Keeping a Cool HeadCarrying on with the theme of evidence-based management, most recently addressed in this post, I'd mention the thoughts on the subject offered by Deepak Malhotra (Harvard Business School), Gillian Ku (London Business School), and J. Keith Murnighan (Northwestern's Kellogg School of Management) in "When Winning Is Everything," published in the May 2008 issue of the Harvard Business Review.
Malhotra, Ku, and Murnighan (MKM) discuss the reasons decision makers sometimes make irrational bids in purchase situations, negotiate value-destroying deals, and otherwise undermine their organizations' best interests by pursuing what turn out to be Pyrrhic victories. The authors also present suggestions for minimizing this dysfunctional behavior, behavior they attribute to a psychological state they call "competitive arousal."

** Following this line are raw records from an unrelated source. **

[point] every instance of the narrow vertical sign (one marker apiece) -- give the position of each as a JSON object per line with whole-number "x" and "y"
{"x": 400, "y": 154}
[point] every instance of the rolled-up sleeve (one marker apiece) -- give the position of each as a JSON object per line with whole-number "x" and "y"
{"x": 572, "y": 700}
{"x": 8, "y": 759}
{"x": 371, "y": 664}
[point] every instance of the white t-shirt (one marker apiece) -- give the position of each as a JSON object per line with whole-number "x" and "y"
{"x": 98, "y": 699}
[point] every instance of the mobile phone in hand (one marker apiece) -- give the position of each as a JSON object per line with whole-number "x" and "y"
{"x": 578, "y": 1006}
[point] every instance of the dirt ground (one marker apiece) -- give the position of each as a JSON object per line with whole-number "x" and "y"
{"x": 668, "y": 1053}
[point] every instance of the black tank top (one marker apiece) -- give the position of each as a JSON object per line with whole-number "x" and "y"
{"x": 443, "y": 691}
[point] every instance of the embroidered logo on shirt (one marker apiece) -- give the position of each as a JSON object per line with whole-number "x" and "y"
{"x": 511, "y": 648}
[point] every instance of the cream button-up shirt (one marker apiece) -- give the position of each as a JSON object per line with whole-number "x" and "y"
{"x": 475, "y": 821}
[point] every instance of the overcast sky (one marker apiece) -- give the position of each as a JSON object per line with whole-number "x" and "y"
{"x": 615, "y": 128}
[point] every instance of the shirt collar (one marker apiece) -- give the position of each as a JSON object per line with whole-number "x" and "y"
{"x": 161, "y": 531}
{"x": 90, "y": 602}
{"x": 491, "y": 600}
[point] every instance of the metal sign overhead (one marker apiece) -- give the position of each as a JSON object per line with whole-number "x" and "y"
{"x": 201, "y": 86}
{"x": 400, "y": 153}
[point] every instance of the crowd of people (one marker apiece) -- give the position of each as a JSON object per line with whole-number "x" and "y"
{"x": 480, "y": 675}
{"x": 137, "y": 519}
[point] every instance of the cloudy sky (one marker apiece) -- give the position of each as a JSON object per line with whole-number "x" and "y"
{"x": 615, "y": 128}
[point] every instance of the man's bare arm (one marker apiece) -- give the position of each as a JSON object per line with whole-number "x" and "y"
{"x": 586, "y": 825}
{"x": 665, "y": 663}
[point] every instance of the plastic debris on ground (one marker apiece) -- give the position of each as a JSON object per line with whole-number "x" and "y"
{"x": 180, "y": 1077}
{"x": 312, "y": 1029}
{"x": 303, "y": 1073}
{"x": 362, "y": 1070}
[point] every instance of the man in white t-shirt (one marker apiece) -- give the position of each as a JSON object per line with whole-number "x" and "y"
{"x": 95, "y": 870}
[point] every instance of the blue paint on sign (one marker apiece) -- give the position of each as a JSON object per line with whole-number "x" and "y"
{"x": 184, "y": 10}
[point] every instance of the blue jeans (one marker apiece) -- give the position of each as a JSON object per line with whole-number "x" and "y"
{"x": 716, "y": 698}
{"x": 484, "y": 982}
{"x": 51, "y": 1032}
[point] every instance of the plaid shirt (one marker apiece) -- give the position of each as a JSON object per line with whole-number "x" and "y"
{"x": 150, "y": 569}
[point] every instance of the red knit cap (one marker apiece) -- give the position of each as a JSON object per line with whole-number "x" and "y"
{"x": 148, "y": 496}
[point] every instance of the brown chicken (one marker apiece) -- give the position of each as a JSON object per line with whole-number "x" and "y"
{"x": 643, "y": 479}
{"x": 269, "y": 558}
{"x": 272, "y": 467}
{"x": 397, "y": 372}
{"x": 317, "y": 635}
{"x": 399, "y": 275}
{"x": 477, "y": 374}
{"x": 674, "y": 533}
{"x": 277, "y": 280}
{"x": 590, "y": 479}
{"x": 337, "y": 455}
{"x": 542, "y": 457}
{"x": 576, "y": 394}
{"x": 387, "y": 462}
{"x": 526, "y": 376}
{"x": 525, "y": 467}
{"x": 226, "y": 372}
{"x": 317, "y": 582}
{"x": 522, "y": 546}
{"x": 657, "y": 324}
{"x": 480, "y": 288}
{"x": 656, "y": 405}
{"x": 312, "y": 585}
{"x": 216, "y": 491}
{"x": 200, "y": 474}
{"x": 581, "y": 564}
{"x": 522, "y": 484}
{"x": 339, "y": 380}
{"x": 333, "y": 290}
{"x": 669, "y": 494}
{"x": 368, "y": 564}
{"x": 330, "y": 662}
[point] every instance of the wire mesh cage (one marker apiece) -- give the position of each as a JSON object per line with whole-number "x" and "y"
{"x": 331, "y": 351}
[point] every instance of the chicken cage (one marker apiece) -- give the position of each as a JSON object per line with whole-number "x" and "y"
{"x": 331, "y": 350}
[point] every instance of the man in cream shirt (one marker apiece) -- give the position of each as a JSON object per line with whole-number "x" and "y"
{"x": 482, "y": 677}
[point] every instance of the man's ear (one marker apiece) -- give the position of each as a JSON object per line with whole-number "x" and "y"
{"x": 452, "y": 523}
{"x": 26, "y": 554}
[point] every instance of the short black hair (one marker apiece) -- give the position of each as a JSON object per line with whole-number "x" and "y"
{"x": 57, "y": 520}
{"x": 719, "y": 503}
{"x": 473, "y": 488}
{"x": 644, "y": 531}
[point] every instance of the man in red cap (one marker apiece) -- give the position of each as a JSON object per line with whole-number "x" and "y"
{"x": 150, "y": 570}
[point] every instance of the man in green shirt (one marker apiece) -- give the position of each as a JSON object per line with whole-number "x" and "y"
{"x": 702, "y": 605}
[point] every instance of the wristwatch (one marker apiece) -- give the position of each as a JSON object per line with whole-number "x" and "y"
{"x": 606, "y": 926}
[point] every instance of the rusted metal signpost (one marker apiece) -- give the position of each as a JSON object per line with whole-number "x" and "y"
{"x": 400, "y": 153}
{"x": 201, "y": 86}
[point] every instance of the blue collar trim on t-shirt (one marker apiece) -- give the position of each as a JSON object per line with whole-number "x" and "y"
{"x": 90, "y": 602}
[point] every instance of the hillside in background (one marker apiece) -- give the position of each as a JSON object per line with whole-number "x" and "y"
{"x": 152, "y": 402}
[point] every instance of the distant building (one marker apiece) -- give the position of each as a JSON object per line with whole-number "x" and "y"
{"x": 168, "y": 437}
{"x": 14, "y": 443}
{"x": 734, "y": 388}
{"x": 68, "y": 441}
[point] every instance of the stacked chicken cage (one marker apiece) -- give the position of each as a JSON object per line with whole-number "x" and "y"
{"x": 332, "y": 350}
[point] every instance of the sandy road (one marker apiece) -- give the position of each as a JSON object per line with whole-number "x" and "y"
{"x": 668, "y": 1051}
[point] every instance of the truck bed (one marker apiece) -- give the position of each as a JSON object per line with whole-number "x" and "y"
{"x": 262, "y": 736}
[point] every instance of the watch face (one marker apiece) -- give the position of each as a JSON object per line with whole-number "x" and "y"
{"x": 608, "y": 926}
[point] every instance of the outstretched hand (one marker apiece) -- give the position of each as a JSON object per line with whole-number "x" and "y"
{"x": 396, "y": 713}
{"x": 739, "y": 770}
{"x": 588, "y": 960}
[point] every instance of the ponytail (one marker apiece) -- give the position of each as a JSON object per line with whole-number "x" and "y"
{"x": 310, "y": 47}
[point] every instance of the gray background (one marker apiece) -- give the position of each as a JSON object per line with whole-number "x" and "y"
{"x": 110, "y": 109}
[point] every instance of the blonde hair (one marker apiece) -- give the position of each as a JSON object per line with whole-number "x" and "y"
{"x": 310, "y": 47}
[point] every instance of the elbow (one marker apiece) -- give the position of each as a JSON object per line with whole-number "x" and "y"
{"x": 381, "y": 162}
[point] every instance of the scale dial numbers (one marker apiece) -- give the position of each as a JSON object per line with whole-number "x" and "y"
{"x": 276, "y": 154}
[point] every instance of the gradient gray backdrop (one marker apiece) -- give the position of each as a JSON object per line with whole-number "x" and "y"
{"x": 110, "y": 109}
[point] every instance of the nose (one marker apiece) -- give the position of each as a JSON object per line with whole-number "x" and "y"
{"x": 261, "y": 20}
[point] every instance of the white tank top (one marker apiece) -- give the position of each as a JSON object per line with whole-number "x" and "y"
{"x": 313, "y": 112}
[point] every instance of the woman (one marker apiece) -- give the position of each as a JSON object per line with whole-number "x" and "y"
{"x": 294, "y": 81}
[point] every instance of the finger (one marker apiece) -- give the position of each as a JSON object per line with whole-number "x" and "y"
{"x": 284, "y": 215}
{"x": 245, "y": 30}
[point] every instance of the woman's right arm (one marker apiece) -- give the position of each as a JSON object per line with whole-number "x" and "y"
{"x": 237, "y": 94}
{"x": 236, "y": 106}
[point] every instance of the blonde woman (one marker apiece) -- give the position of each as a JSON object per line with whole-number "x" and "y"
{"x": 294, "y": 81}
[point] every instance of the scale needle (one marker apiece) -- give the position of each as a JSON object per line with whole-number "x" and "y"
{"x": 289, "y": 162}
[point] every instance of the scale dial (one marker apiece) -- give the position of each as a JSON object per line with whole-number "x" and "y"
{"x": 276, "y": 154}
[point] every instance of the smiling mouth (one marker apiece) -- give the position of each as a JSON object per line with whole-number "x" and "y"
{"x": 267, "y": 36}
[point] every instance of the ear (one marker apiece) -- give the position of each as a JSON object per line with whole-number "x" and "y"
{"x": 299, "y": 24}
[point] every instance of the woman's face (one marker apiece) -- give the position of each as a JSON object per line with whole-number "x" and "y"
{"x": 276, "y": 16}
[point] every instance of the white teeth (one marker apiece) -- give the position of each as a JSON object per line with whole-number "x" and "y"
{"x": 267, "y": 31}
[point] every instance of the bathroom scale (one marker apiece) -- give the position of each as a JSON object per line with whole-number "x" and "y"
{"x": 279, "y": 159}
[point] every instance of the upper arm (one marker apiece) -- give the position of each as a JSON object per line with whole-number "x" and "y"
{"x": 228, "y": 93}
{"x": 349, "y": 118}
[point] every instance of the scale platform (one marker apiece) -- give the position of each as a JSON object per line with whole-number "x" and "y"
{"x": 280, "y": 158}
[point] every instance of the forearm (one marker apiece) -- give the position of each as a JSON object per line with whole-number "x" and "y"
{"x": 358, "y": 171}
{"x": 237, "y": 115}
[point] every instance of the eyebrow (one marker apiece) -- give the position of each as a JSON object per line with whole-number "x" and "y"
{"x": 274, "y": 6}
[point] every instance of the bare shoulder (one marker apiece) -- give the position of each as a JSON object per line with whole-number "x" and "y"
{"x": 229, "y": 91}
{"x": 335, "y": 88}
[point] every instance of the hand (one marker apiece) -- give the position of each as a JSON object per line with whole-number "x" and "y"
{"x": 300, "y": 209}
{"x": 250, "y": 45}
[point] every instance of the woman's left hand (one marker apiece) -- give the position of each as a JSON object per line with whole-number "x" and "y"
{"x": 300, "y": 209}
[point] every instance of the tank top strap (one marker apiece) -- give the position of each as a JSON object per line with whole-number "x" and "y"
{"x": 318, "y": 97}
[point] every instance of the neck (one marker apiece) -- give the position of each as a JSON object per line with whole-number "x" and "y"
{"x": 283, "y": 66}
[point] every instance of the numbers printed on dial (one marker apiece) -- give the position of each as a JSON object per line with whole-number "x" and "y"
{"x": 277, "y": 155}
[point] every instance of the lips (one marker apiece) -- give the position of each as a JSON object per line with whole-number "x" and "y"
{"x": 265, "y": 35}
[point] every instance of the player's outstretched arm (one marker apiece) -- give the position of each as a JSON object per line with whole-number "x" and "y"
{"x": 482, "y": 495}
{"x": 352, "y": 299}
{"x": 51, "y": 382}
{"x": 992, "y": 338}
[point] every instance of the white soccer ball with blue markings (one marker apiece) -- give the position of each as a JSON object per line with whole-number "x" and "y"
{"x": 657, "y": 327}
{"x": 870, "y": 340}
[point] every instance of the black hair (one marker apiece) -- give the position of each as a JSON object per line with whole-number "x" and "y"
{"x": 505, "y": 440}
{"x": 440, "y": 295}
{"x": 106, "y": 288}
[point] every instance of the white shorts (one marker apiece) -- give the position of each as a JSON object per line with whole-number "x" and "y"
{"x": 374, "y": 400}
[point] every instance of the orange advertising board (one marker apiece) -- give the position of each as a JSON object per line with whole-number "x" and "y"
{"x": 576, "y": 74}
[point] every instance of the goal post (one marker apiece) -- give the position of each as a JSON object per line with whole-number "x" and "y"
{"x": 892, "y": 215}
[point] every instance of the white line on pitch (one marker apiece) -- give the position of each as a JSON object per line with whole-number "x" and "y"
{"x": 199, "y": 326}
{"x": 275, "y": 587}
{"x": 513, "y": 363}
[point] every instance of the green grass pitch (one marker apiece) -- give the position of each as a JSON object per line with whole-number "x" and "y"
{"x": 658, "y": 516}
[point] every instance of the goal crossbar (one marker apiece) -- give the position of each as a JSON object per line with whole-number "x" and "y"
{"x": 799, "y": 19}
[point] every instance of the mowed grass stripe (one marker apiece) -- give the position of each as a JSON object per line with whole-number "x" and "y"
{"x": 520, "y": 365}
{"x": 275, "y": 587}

MKM identify three drivers of competitive arousal: rivalry, time pressure, and scrutiny by internal and/or external audiences (i.e., the decision maker's being in the "spotlight" as s/he is making a decision). The authors then go on to describe techniques for putting a brake on each of these drivers. MKM sum up by noting
... mental preparation can be an important defense. A simple and effective way to avoid unwise competitive behavior is to consider not simply prior mistakes but potential mistakes that may occur in competitive interactions. A number of our former students and clients role-play to prepare for major negotiations. By simulating upcoming deals, negotiators can anticipate the emotional reactions of competitive arousal and avoid behaviors that might derail otherwise sound strategy. Our research has shown that if managers do not have time to simulate an entire deal, they can still help avoid missteps by imagining future regrets about overpaying.Bottom line: executives and managers should "focus their competitive energies toward efficiently winning contests in which they have a real advantage and away from those in which winning comes at too high a cost."